Input in a JSON object with these properties. You can also set it up on Apify platform with a nice UI.

  • startUrls (array(object)) Array of request objects. At the simplest level a request object looks like this: { "url": "http://example.com" }
  • proxy_settings (object) Proxy configuration of the actor. By default it uses automatic proxy but you can set it to None by passing { useApifyProxy: false }.
  • extact (object) Extraction config. This will determine how and what data will be extracted. Check Data extraction

Data extraction

You should provide extraction configuration object.
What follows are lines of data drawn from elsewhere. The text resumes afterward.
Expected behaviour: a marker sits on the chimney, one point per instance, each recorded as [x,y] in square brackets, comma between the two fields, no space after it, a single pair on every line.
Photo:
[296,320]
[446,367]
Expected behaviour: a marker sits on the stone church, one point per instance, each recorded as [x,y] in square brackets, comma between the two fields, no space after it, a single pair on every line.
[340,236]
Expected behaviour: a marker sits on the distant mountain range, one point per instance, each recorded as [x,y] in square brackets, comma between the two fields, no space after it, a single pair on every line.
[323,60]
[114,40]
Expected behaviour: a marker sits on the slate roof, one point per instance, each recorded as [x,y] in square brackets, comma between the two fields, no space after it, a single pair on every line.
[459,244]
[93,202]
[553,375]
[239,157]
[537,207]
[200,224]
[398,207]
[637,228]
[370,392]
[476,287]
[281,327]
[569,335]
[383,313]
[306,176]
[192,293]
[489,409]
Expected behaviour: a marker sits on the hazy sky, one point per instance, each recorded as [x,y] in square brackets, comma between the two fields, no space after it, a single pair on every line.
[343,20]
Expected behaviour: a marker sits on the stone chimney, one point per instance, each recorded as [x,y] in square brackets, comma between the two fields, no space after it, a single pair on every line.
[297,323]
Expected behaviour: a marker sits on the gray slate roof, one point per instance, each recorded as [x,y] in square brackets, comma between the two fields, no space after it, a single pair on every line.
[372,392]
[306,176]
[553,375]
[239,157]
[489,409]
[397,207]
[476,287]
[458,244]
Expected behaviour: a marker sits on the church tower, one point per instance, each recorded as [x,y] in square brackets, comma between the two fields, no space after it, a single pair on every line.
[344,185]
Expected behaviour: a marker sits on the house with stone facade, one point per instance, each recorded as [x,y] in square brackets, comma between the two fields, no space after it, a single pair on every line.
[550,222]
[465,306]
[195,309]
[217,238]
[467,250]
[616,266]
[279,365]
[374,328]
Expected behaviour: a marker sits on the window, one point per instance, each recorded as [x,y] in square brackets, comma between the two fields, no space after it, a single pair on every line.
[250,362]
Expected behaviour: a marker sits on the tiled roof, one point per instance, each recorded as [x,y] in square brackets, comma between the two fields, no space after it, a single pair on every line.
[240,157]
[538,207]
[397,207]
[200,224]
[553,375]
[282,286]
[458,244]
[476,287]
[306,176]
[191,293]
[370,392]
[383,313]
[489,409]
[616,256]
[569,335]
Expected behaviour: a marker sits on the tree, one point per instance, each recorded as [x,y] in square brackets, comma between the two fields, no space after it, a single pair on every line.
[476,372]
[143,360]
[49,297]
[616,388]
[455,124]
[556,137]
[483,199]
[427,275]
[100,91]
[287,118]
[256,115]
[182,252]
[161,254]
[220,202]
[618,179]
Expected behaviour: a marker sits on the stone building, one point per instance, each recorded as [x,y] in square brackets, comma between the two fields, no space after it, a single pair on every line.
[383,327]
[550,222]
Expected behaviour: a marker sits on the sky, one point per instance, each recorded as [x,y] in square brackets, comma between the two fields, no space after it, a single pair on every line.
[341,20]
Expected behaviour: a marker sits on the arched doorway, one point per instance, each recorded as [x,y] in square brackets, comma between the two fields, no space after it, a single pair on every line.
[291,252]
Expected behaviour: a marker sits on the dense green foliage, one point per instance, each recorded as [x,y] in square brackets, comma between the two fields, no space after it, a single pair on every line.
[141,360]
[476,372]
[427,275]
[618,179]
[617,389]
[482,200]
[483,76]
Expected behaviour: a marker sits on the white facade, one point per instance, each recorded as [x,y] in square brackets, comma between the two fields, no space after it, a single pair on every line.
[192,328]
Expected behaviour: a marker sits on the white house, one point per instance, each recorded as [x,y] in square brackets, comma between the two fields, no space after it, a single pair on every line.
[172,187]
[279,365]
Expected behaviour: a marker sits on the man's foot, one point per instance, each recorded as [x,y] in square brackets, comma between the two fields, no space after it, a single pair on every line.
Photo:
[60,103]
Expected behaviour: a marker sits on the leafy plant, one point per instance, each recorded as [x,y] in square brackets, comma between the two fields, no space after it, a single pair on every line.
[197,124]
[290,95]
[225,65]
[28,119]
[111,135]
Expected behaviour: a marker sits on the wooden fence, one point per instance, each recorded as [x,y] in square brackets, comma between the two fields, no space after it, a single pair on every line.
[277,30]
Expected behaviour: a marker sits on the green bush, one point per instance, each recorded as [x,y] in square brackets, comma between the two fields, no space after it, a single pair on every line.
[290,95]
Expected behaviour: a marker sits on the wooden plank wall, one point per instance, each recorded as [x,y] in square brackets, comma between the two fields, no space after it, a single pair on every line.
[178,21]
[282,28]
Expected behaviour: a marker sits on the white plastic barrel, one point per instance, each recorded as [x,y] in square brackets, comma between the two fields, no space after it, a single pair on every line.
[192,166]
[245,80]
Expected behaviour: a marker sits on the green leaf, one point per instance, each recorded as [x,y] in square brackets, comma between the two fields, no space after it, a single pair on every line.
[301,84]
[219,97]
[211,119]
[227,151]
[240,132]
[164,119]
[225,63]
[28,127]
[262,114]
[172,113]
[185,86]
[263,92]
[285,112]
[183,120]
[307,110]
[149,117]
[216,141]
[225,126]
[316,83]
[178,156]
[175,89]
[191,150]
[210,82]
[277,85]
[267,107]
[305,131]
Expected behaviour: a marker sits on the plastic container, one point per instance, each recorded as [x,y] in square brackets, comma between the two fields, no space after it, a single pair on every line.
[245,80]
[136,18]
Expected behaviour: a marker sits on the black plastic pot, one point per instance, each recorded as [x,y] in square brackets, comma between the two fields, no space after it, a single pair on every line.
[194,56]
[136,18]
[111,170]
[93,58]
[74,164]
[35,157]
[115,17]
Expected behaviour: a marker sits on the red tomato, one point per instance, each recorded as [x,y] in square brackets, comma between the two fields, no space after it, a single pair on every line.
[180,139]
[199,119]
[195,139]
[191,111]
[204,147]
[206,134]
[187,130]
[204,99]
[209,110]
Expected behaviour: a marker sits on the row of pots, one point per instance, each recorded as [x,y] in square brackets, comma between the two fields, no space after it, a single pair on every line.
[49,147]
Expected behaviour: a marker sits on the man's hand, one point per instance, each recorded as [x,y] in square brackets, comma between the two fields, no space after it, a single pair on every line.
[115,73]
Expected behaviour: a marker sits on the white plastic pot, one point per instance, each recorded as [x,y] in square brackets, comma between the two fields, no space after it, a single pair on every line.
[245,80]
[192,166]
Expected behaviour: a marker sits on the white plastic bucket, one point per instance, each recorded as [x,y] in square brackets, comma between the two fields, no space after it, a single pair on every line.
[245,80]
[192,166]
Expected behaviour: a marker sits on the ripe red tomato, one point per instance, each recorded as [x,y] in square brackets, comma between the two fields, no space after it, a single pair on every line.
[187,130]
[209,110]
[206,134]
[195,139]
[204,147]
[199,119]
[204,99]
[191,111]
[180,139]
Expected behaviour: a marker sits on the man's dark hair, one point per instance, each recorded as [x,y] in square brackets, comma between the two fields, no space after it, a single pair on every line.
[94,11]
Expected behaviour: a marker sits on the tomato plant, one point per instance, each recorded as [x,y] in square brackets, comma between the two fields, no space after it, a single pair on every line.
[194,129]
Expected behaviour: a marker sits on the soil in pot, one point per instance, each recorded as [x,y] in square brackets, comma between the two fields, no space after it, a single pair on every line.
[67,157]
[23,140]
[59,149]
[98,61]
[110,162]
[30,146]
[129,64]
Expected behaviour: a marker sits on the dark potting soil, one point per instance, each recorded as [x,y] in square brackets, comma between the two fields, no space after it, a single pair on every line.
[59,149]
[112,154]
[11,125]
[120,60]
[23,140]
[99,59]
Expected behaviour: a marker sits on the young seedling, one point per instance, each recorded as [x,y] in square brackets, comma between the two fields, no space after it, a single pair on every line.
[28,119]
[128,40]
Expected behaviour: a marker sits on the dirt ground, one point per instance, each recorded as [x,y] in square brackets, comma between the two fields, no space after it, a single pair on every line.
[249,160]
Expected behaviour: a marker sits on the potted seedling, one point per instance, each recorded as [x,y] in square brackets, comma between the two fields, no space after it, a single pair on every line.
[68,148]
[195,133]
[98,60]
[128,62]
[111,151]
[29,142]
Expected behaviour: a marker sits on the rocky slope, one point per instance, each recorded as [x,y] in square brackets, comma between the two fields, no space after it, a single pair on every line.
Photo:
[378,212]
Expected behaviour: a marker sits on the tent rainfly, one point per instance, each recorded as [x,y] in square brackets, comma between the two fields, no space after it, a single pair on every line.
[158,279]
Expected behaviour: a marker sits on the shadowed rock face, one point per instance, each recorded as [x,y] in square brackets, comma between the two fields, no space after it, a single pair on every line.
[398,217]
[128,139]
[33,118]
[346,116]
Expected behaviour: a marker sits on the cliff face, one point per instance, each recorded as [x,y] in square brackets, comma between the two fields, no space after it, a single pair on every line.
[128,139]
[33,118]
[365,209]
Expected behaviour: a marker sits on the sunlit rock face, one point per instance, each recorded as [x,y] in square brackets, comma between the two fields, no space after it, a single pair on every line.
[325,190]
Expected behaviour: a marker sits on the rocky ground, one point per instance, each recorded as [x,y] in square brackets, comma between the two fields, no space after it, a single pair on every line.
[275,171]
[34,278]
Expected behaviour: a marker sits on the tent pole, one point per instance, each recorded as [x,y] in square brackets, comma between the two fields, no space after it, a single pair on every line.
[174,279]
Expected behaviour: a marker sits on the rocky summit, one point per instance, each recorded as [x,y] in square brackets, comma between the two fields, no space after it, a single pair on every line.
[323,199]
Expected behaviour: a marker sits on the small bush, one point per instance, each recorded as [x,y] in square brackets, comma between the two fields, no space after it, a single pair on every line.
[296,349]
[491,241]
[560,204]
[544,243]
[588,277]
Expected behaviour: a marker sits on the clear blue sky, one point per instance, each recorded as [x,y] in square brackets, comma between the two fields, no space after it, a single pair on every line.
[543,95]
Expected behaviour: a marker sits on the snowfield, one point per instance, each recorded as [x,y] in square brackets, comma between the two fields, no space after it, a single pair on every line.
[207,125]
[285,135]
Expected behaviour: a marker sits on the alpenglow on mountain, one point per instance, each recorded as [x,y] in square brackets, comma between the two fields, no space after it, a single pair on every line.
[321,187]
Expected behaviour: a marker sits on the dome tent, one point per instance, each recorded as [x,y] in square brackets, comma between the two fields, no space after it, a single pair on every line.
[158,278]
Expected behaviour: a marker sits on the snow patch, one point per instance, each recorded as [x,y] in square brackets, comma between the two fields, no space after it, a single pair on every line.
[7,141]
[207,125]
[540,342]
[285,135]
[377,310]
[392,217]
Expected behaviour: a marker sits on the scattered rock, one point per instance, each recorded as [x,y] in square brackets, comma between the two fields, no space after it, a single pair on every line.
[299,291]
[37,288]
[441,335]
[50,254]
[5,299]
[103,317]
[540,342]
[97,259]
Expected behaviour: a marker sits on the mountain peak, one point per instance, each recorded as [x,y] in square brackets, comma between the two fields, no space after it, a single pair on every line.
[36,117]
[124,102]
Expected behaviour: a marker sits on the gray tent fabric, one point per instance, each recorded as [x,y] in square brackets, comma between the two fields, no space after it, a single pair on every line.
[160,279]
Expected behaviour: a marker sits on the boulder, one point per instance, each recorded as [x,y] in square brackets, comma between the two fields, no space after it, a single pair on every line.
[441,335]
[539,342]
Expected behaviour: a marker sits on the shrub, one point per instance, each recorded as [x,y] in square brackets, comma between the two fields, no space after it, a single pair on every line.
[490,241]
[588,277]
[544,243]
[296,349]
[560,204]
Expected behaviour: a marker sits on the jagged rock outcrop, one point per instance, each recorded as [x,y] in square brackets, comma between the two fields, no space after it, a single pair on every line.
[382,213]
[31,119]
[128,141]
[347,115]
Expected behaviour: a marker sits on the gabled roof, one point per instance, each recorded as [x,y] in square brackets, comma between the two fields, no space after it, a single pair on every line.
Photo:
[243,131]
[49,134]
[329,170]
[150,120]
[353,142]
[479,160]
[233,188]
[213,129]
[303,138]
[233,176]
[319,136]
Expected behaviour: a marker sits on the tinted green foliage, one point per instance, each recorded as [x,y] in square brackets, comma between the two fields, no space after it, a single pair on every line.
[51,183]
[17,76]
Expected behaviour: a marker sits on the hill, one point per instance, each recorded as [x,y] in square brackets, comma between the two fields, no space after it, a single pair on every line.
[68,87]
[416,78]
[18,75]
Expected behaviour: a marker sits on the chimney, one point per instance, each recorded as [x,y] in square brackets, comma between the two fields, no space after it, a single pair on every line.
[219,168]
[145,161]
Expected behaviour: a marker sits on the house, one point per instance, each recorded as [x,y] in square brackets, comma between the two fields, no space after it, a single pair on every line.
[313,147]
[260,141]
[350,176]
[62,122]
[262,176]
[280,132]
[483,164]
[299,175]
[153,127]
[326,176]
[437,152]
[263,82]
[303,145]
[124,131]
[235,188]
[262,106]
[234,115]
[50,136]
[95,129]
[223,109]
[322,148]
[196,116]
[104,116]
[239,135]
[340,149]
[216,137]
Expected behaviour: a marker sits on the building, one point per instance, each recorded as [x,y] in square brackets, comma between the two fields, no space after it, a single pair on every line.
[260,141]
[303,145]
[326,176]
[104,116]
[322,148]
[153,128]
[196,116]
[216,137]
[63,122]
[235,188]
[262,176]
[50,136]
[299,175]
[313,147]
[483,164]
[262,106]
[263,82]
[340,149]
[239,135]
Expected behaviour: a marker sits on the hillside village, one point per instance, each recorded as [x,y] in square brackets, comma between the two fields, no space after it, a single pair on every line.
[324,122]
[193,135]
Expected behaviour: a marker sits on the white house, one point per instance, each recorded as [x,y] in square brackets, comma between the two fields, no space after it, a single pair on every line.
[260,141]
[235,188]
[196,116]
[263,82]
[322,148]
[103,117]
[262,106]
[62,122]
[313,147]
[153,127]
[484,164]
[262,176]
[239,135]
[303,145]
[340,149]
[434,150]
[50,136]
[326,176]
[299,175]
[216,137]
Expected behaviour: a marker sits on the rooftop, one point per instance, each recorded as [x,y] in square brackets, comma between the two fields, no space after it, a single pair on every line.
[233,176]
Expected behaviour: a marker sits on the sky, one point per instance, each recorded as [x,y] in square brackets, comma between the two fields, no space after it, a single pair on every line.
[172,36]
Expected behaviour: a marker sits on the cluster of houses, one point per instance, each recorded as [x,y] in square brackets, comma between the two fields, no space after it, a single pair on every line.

Such object will define selectors to find on the page, what to extract from those selector and finally names of the fields that the data should be saved as.

extract (array) is an array of objects where each object has:

  • field_name (string) Defines to which field will the data be assigned in your resulting dataset
  • selector (string) CSS selector to find the data to extract
  • extract_type (object) What to extract
    • type (string) Can be Text or Attribute
    • content (string) Provide only when type is Attribute

Full INPUT example:

{
    "proxy_settings": {
        "useApifyProxy": true,
        "apifyProxyGroups": ["SHADER"]
    },
    "urls": [
        { "url": "https://www.amazon.com/dp/B01CYYU8YW" },
        { "url": "https://www.amazon.com/dp/B01FXMDA2O" },
        { "url": "https://www.amazon.com/dp/B00UNT0Y2M" }
    ],
    "extract": [
        {
            "field_name": "title",
            "selector": "#productTitle",
            "extract_type": {
                "type": "Text"
            }
        },
        {
            "field_name": "customer_reviews",
            "selector": "#acrCustomerReviewText",
            "extract_type": {
                "type": "Text"
            }
        },
        {
            "field_name": "seller_link",
            "selector": "#bylineInfo",
            "extract_type": {
                "type": "Attribute",
                "content": "href"
            }
        }    
    ]
}

Output example in JSON (This depends purely on your extract config)

[
    {
        "seller_link":"/Propack/b/ref=bl_dp_s_web_3039360011?ie=UTF8&node=3039360011&field-lbr_brands_browse-bin=Propack","customer_reviews":"208 customer reviews",
        "title":"Propack Twist - Tie Gallon Size Storage Bags 100 Bags Pack Of 4"
    },
    {
        "byline_link":"/Ziploc/b/ref=bl_dp_s_web_2581449011?ie=UTF8&node=2581449011&field-lbr_brands_browse-bin=Ziploc","customers":"561 customer reviews",
        "title":"Ziploc Gallon Slider Storage Bags, 96 Count"
    },
    {
        "byline_link":"/Reynolds/b/ref=bl_dp_s_web_2599601011?ie=UTF8&node=2599601011&field-lbr_brands_browse-bin=Reynolds","customers":"456 customer reviews",
        "title":"Reynolds Wrap Aluminum Foil (200 Square Foot Roll)"
    }
]

Local usage

You can run this locally if you have Rust installed. You need to build it before running. If you want to use proxy, don't forget to add your APIFY_PROXY_PASSWORD, otherwise you will get nasty error.